To build this lean agentic loop, we equipped it with a few essential tools:

  • Extract code from LLM outputs (strip reasoning, capture the final Python block or code delimited by markers).
  • Validate the snippet: ensure it defines a single entry point (p(g) or p = lambda g: ...), uses only the Python standard library, and parses without syntax errors.
  • Run and score against task examples. On failure, return a concise traceback and the failing I/O pairs.
  • Minify/normalize with python-minifier for easy byte wins (whitespace, imports, constant folding, safe name shortening), then measure the final byte count.
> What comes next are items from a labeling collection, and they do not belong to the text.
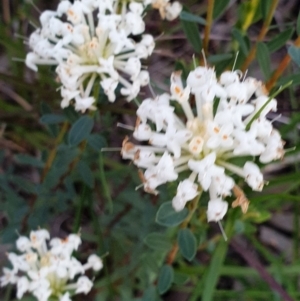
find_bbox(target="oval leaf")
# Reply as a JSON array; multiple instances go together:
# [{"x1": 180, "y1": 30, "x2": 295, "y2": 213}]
[
  {"x1": 213, "y1": 0, "x2": 230, "y2": 20},
  {"x1": 156, "y1": 202, "x2": 189, "y2": 227},
  {"x1": 157, "y1": 265, "x2": 174, "y2": 295},
  {"x1": 178, "y1": 229, "x2": 197, "y2": 261},
  {"x1": 144, "y1": 232, "x2": 172, "y2": 251},
  {"x1": 68, "y1": 116, "x2": 94, "y2": 146}
]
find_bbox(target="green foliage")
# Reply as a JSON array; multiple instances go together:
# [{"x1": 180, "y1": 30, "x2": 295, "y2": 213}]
[
  {"x1": 144, "y1": 232, "x2": 172, "y2": 251},
  {"x1": 0, "y1": 0, "x2": 300, "y2": 301},
  {"x1": 68, "y1": 116, "x2": 94, "y2": 146},
  {"x1": 267, "y1": 28, "x2": 294, "y2": 53},
  {"x1": 288, "y1": 46, "x2": 300, "y2": 67},
  {"x1": 256, "y1": 42, "x2": 271, "y2": 80},
  {"x1": 157, "y1": 265, "x2": 174, "y2": 295}
]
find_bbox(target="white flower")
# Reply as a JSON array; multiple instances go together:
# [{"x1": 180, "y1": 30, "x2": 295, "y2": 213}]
[
  {"x1": 26, "y1": 0, "x2": 154, "y2": 112},
  {"x1": 244, "y1": 162, "x2": 264, "y2": 191},
  {"x1": 0, "y1": 229, "x2": 103, "y2": 301},
  {"x1": 206, "y1": 198, "x2": 228, "y2": 222},
  {"x1": 0, "y1": 268, "x2": 19, "y2": 287},
  {"x1": 172, "y1": 179, "x2": 199, "y2": 211},
  {"x1": 121, "y1": 67, "x2": 284, "y2": 221},
  {"x1": 75, "y1": 276, "x2": 93, "y2": 294},
  {"x1": 151, "y1": 0, "x2": 182, "y2": 21}
]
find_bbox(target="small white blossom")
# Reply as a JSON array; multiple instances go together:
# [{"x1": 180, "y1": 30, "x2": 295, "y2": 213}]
[
  {"x1": 121, "y1": 67, "x2": 284, "y2": 221},
  {"x1": 26, "y1": 0, "x2": 155, "y2": 112},
  {"x1": 0, "y1": 229, "x2": 103, "y2": 301},
  {"x1": 206, "y1": 198, "x2": 228, "y2": 222},
  {"x1": 172, "y1": 179, "x2": 198, "y2": 211}
]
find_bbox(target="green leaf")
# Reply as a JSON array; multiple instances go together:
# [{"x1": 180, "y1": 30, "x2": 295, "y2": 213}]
[
  {"x1": 177, "y1": 229, "x2": 197, "y2": 261},
  {"x1": 68, "y1": 116, "x2": 94, "y2": 146},
  {"x1": 288, "y1": 45, "x2": 300, "y2": 67},
  {"x1": 201, "y1": 240, "x2": 228, "y2": 301},
  {"x1": 156, "y1": 202, "x2": 189, "y2": 227},
  {"x1": 256, "y1": 42, "x2": 271, "y2": 80},
  {"x1": 179, "y1": 10, "x2": 206, "y2": 25},
  {"x1": 144, "y1": 232, "x2": 172, "y2": 251},
  {"x1": 231, "y1": 28, "x2": 249, "y2": 56},
  {"x1": 213, "y1": 0, "x2": 230, "y2": 20},
  {"x1": 142, "y1": 285, "x2": 157, "y2": 301},
  {"x1": 157, "y1": 265, "x2": 174, "y2": 295},
  {"x1": 15, "y1": 154, "x2": 44, "y2": 168},
  {"x1": 207, "y1": 53, "x2": 233, "y2": 64},
  {"x1": 180, "y1": 15, "x2": 202, "y2": 53},
  {"x1": 267, "y1": 28, "x2": 294, "y2": 53},
  {"x1": 40, "y1": 114, "x2": 66, "y2": 124},
  {"x1": 87, "y1": 134, "x2": 107, "y2": 151},
  {"x1": 246, "y1": 82, "x2": 292, "y2": 131},
  {"x1": 77, "y1": 160, "x2": 95, "y2": 188}
]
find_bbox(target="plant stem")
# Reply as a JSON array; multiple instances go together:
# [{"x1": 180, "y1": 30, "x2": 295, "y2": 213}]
[
  {"x1": 73, "y1": 185, "x2": 87, "y2": 233},
  {"x1": 200, "y1": 0, "x2": 215, "y2": 57},
  {"x1": 99, "y1": 152, "x2": 113, "y2": 213},
  {"x1": 241, "y1": 0, "x2": 278, "y2": 72},
  {"x1": 266, "y1": 36, "x2": 300, "y2": 91},
  {"x1": 41, "y1": 121, "x2": 69, "y2": 182},
  {"x1": 166, "y1": 191, "x2": 202, "y2": 265}
]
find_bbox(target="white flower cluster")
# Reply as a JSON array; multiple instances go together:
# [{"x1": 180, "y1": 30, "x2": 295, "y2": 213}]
[
  {"x1": 0, "y1": 229, "x2": 103, "y2": 301},
  {"x1": 150, "y1": 0, "x2": 182, "y2": 21},
  {"x1": 26, "y1": 0, "x2": 155, "y2": 112},
  {"x1": 122, "y1": 67, "x2": 284, "y2": 221}
]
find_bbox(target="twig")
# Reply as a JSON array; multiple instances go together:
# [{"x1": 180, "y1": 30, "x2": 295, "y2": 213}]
[
  {"x1": 230, "y1": 239, "x2": 295, "y2": 301},
  {"x1": 203, "y1": 0, "x2": 215, "y2": 55}
]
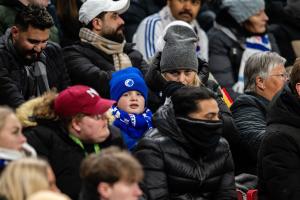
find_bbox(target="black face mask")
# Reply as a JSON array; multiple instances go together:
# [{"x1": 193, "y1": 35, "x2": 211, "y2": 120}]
[{"x1": 176, "y1": 117, "x2": 223, "y2": 152}]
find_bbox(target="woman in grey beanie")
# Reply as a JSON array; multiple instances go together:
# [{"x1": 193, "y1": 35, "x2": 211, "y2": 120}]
[
  {"x1": 145, "y1": 21, "x2": 208, "y2": 112},
  {"x1": 208, "y1": 0, "x2": 279, "y2": 99},
  {"x1": 145, "y1": 21, "x2": 239, "y2": 177}
]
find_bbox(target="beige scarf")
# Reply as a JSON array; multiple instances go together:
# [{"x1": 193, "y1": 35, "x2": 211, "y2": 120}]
[{"x1": 79, "y1": 28, "x2": 132, "y2": 71}]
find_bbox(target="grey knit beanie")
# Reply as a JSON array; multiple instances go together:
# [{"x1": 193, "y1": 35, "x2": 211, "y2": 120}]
[
  {"x1": 222, "y1": 0, "x2": 265, "y2": 23},
  {"x1": 160, "y1": 25, "x2": 198, "y2": 73}
]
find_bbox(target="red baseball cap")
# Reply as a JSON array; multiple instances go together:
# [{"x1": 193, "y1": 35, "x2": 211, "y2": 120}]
[{"x1": 54, "y1": 85, "x2": 115, "y2": 117}]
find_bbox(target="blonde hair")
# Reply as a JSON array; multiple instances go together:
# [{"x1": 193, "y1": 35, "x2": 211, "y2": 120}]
[
  {"x1": 0, "y1": 158, "x2": 50, "y2": 200},
  {"x1": 0, "y1": 106, "x2": 14, "y2": 131},
  {"x1": 26, "y1": 190, "x2": 71, "y2": 200}
]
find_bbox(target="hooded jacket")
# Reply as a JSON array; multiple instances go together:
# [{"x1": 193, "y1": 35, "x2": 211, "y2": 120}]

Thus the entire agent loop can thus be described as:

  1. Prompt the LLM with the system + user context to propose code.
  2. Extract → validate → minify. If invalid, feed back a short reason (syntax/import/entry-point).
  3. Execute tests.
    • If pass: compare byte length to the incumbent; if shorter, persist as new best. Then asking it to continue shorten it.
    • If fail: return the traceback + failing I/O pairs as the next user message.
  4. Iterate until the iteration budget is exhausted or no improvement for (K) rounds.

Here are some Validator guardrails that we checked when the LLM produced an answer:

  • Enforce def p(g): ... or p = lambda g: ... only; no top-level I/O.
  • Ban imports except safe stdlib used implicitly by the runner; no network/FS.
  • Cap runtime per test; kill on timeouts; treat exceptions as failures.
  • Normalise newlines and encoding before measuring len(code.encode()).

Evolutionary DB

The Evolutionary DB is a lightweight index over tasks and solution variants, supporting both crossover and diversification. It stores per-task metadata and a history of correctness-verified working solution of each task (including longer variants), which seed structurally diverse rewrites.

Data model (per task):

  • best_bytes (our best), public_best_bytes (if known), solved flag
  • solutions: correctness-verified programs
  • last_updated, optional pattern_signature for similarity search

Sampling for a new iteration:

  1. Pick a focus task. This is the task the agent will attempt to solve or further shorten. Prefer tasks with room for improvement or those not yet solved. Sampling uses a softmax over the margin:

    m(t)={public_best_bytes(t)best_bytes(t),if solvedM,if unsolved (large constant)p(t)exp ⁣(βnorm(m(t))),\begin{align} m(t) &= \begin{cases} \text{public\_best\_bytes}(t)-\text{best\_bytes}(t), & \text{if solved}\\[2pt] M, & \text{if unsolved (large constant)} \end{cases}\\ p(t) &\propto \exp\!\big(\beta\,\mathrm{norm}(m(t))\big), \end{align}

    where β\beta controls exploitation vs. exploration.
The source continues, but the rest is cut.